Alla fine del conto al ristorante c’è sempre la voce relativa la coperto. Ma perché si paga il coperto? Proviamo a scoprirlo, ripercorrendo un po’ di storia della ristorazione italiana. Anche se si attende da tempo una legge anti-coperto, infatti, i ristoranti italiani posso inserire a oggi questa voce nel conto il coperto al ristorante fa parte della cultura italiana.
Il coperto si discute in Aula
La questione, quella fee che chiude il conto e che fa riferimento all’uso di tovagliato e stoviglie, oltre al servizio offerto dai camerieri, è tanto delicata da esser finita nelle discussioni su possibili leggi. Il coperto nel conto resta, viene abolito? La discussione è in corso ma al momento chi va al ristorante è tenuto a pagare il coperto e, volendo, può integrarlo con una mancia la cameriere.
Un po’ di storia
In origine il pagamento del coperto garantiva la possibilità di fruire di un posto al ristorante o in osteria. Nasce agli inizi del Medioevo a indicare la possibilità, da parte degli utenti, di utilizzare tavoli, tovaglie e stoviglie di un’osteria portandosi però il pranzo da casa. Un fagotto in spalla con il cibo da consumare ma senza rinunciare al pranzo della domenica fuori casa. In osteria, infatti, si acquistava solo il vino. Ecco perché l’idea di coperto rimanda proprio a stoviglie e tovagliato e non all’uso del cestino di pane, come spesso viene inteso. Ma perché i ristoratori accettavano di ricevere solo il coperto, rinunciando alla vendita degli alimenti? Semplice, perché solo in questo modo era possibile allargare l’utenza. Agli inizi del Medioevo e per molto tempo ancora, infatti, solo le classi più facoltose potevano permettersi un pranzo fuori casa e, inutile dire, non erano certo la maggioranza della popolazione. Inoltre, non volevano rinunciare al guadagno sul vino. Da specificare che il coperto non era conteggiato per quei clienti che si recavano all’osteria per consumare cibi prepararti dall’oste.

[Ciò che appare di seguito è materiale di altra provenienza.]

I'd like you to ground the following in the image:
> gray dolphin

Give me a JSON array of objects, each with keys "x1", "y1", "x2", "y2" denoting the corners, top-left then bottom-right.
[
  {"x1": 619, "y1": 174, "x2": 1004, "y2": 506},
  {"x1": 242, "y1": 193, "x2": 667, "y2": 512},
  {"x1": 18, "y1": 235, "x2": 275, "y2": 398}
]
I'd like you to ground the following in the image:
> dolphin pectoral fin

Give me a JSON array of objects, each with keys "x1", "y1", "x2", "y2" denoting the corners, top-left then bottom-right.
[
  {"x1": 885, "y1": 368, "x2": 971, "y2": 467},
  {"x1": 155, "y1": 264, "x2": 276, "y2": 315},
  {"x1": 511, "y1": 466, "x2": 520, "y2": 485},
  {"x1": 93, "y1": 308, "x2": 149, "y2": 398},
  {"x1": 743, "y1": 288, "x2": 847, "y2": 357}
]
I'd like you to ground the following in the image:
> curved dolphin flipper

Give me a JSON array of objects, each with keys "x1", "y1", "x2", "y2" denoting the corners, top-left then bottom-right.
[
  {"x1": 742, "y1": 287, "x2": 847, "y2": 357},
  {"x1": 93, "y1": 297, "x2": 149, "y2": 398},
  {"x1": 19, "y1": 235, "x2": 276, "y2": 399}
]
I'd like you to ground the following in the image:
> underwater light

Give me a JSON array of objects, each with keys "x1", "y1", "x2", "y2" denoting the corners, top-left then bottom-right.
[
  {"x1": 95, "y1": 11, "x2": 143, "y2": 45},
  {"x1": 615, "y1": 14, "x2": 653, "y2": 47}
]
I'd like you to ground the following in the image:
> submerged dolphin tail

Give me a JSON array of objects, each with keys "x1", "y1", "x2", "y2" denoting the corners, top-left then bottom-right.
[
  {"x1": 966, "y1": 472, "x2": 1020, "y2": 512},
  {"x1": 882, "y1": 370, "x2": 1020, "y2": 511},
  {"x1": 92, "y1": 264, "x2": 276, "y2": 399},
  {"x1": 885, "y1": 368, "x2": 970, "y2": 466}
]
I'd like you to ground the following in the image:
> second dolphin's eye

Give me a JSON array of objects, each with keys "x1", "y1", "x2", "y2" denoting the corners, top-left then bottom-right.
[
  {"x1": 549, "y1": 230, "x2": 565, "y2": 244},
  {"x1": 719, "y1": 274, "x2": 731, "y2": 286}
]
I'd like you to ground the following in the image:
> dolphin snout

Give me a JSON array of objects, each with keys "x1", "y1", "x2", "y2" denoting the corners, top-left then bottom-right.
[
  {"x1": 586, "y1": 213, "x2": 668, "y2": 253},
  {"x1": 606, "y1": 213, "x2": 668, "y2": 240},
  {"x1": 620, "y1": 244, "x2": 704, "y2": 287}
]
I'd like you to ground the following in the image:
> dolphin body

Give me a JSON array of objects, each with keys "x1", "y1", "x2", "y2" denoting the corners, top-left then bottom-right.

Quando il coperto inizia ad associarsi al pane
Perché oggi leghiamo l’idea di coperto al consumo del pane? Perché per contrastare l’invasione di avventori particolarmente scostumati, i ristoratori iniziarono ad affiancare all’acquisto del vino, il consumo del pane. E’ così che il pane rientrò nel pagamento del coperto, siamo arrivati così all’inizio del Novecento. Ma oggi cosa corrisponde al coperto? In realtà più nulla, al ristorante si paga tutto e soprattutto non si entra con il pranzo preparato a casa.
Coperto sì, coperto no
Anche se può far sorridere l’idea che le Camere si perdano in discussioni sul coperto, il tema presenta aspetti sociali di gande interesse. Proprio in un contesto socio-economico complesso come quello attuale, infatti, l’idea originale del coperto potrebbe essere reintrodotta per andare verso le esigenze delle famiglie in maggiore difficoltà. Dal 1987, la Franci ha scelto di abolire il coperto. Il costo di pane, acqua e servizio, infatti, deve essere indicato nei costi presentati al cliente. Da riflettere, poi, sul fatto che molto spesso ci ritroviamo a ordinare dell’acqua in bottiglia quando dovrebbe far parte del coperto. In Italia, il tema è lasciato alla decisione delle autonomie locali. Fa scuola Roma, in questo senso. Nel 1995, infatti, il coperto è vietato da un’ordinanza del sindaco. Può essere indicato nel conto, però, il consumo di pane e acqua. Accade il contrario nel 2006 con una legge regionale che abolisce la dicitura relativa a pane e acqua ma introduce il riferimento al servizio. I locali, però, devono esporre sia la licenza che l’autorizzazione all’esercizio della ristorazione. Da mettere in evidenza, rigorosamente, anche il listino dei prezzi. Come finirà la storia della legge anti-coperto? E’ di certo presto per dirlo, al momento non sembra essere tra le priorità da affrontare ma non è da escludere che presto ci saranno sorprese su questo fronte.